Thomas Bælum

Personal information
- Full name: Thomas Bælum
- Date of birth: 5 June 1978 (age 47)
- Place of birth: Aalborg, Denmark
- Height: 1.85 m (6 ft 1 in)
- Position: Centre back

Team information
- Current team: AaB (chief executive)

Youth career
- Aalborg Chang

Senior career*
- Years: Team / Apps / (Gls)
- 1996–2003: AaB / 179 / (0)
- 2004–2006: MSV Duisburg / 77 / (3)
- 2006–2008: Willem II / 62 / (1)
- 2009–2011: Silkeborg / 22 / (0)
- 2011: Grauballe UGF

International career
- 1997–1999: Denmark U21 / 18 / (0)

= Thomas Bælum =

Danish footballer (born 1978)

Thomas Bælum (born 5 June 1978) is a Danish former professional footballer who played as a defender. He is currently chief executive and caretaking sports director for AaB. Bælum has played 18 games for the Danish national U21 team.

== Career ==
Born in Aalborg, Bælum made his debut in professional football with local club Aalborg Boldspilklub (AaB) in the 1996–97 Superliga season.

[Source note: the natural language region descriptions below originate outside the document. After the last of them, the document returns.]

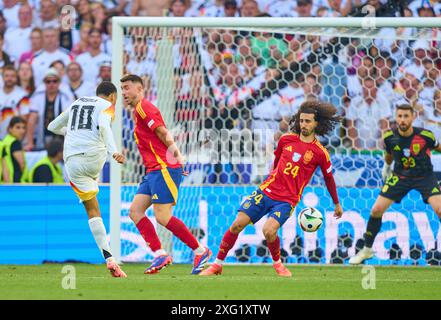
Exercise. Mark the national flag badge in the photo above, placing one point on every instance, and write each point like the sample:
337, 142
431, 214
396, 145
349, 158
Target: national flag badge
416, 148
406, 152
308, 156
296, 156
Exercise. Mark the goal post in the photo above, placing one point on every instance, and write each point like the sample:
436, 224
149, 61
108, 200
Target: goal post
174, 85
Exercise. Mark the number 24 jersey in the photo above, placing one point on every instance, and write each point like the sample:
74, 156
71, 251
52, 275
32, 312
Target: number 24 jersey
294, 165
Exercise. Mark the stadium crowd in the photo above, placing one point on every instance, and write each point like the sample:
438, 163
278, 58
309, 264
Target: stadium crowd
224, 79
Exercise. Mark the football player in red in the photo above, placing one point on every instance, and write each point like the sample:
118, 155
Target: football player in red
297, 156
165, 168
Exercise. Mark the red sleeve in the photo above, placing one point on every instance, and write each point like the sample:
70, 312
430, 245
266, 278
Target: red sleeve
278, 151
329, 178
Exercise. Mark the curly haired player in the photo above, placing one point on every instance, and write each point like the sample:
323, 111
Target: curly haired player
297, 156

He helped AaB win the 1998–99 Superliga championship, as well as reaching two Danish Cup finals. In the winter 2003, he moved abroad to play for MSV Duisburg in Germany. He helped Duisburg win promotion for the top-flight Bundesliga in the summer 2005. When Duisburg were swiftly relegated back into the 2. Bundesliga in the summer 2006, he moved to Dutch club Willem II Tilburg in the Eredivisie where he spent two seasons, playing 62 league games and scoring one goal. Bælum was signed by the Danish second level side Silkeborg IF in the summer of 2008.